Der Beschwerdewert wird auf 1.000 € festgesetzt.
Gründe
Die zulässige Beschwerde ist unbegründet.
Zu Recht hat das Grundbuchamt die beantragte Löschung des Wohnungsrechts
Abt. II Nr.2 von der Vorlage einer Löschungsbewilligung der Berechtigten abhängig gemacht. Denn entgegen der Auffassung der Beschwerde ist ein Unrichtigkeitsnachweis im Sinne des § 22 GBO, der die Feststellung ermöglichen würde, dass das Wohnrecht infolge des endgültigen Auszugs erloschen ist, nicht geführt. Nach § 418 ZPO begründen öffentliche Urkunden, die keine Beurkundung von Willenserklärung darstellen, den vollen Beweis für die bezeugten Tatsachen, aber eben nur für diese.

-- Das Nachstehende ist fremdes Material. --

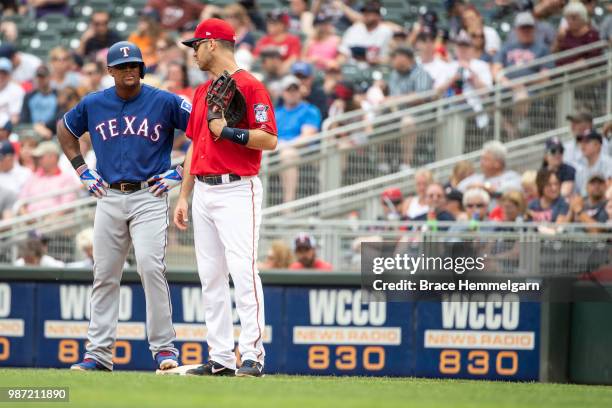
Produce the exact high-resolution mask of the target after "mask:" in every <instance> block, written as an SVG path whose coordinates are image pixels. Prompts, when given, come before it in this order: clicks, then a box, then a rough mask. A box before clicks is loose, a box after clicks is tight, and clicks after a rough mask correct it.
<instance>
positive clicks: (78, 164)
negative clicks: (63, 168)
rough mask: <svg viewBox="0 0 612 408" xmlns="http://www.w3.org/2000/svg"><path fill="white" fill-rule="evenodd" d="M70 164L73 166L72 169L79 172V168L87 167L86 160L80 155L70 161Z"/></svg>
mask: <svg viewBox="0 0 612 408" xmlns="http://www.w3.org/2000/svg"><path fill="white" fill-rule="evenodd" d="M70 164H72V167H74V169H75V170H78V168H79V167H81V166H83V165H86V164H85V159H83V156H81V155H80V154H79V155H77V156H76V157H74V158H73V159H72V160H70Z"/></svg>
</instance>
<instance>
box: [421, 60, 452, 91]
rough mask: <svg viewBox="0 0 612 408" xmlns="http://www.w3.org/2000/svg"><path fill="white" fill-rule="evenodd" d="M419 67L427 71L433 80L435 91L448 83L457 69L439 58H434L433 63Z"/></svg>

Mit der vorgelegten Meldebescheinigung kann daher allenfalls der Nachweis geführt werden, dass seitens oder für die Berechtigte ein Wohnungswechsel gemeldet worden ist, nicht hingegen, ob er auch tatsächlich vollzogen wurde und auf Dauer angelegt ist. Von daher mag dahinstehen, ob die Meldebescheinigung unter formalen Gesichtspunkten als öffentliche Urkunde im Sinne des § 29 GBO gelten kann.
Die Wertfestsetzung beruht auf den §§ 131, 30 KostO.